Child-rearing is still, and not just here in the DR, very gendered - moms have their role and dads have theirs. Unfortunately, the dad role has been one of discipline and violence. Disciplining a child means spanking and beatings. Add in poverty of mind and body (and wallet!) and it is a recipe for disaster. Throw in a kid who you have been saddled with, on your own in a world where men just don't do the single-dad thing.
I met this dad before I even entered formally at school - he had come, on the last day of June to pay off the entire year of tuition. He just hadn't thought to send the money, but wanted to make sure his son "wouldn't be bothering him at home next year." I took his payment, and tried to stress the importance of paying on time, hoping that we might see more consistency in the future.
Forget it. Last school year, I saw dad twice at school. He came in December and he came in June. His new "wife" had been checking up on the child, and we had seen definite changes in his personality - he was more open, loving and willing to receive affection. This woman was doing great things for him at home. But, she admitted, it wasn't a nice environment for anyone and she didn't know how long she'd be sticking around.
This fall, we hit a wall with the student. He was nervous - visually shaken more than once, and his mental walls went up. We were scared to talk to the dad for fear of his punishments to the kid. Step-mom had, in fact, moved along in her life and left this boy alone with his dad.

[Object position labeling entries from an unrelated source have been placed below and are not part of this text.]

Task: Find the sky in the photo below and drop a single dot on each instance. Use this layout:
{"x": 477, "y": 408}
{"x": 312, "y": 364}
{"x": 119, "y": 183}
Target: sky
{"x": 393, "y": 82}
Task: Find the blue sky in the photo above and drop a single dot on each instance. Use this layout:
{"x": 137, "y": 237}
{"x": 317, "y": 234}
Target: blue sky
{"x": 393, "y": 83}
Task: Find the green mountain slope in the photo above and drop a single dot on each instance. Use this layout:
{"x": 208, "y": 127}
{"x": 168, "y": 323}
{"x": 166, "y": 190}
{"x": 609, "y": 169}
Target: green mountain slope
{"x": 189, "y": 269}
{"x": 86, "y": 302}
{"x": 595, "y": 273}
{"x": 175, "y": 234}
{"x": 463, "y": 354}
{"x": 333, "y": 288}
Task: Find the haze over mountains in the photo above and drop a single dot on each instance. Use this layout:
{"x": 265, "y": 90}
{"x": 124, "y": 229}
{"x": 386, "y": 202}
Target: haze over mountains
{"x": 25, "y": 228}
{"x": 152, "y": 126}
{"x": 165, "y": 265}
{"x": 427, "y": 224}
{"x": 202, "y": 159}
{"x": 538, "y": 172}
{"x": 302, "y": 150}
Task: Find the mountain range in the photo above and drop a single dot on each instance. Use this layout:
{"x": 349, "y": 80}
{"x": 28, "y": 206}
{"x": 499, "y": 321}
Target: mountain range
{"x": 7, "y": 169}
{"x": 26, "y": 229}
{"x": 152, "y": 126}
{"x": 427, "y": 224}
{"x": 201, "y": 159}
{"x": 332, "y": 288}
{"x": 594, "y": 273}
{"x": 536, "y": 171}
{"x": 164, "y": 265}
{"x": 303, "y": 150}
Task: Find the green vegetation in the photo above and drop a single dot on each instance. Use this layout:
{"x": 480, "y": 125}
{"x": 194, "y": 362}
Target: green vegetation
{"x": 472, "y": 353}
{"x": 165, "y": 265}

We talked and played and sometimes, our shy little man would stop by my office to give me a hug before he left for home, and things got better. In March, step-mom was back in the picture and shortly after, dad was visiting me in the office to pay and just to "check-in." In May, he came and asked me for a copy of the birth certificate so he could get his son vaccinated. Three days later he brought me a copy of his new vaccination card!
No matter how much our student had changed, his mental walls and probably a learning disability really held him back academically this year, and he'll be repeating second grade. And even with all of the change that I've seen in the dad...
I was so scared to tell his dad..
The abusiveness of old scared me. I would be much better off in my life if I hadn't heard of the "techniques" to punish this child for not being able to read or write or for wearing the wrong socks to school. I know that dad has changed - we've seen it in the kid's character as well - but failing second grade is a big, big deal.
The step-mom came to collect the report card, and I told her that I really need dad to come in so we could talk. I explained - in my best principal tone of voice - that it was best for the boy, that it will allow him to build his "base" and do better in higher grades. I told her that even if he couldn't come in, I would go there - but no matter, we needed to talk.
Imagine my joy when dad showed up just half an hour later - leaving his little shop with an assistant - to tell me that, yes, he understands and it is okay to leave him behind. Also, he will be attending review-weeks at school to get a little more "of that base you told my wife about." It was only more that he brought me a candy bar and told me how much he appreciates everything that the teachers have done for him and his son this year.
I had to close my door for a few minutes when he left. It's not really professional to cry in front of the parents -even if they are tears of happy.
It's hard. But slowly, step by step, we're seeing the lives of these kids change. We're growing. There are growing pains, but it seems to be working.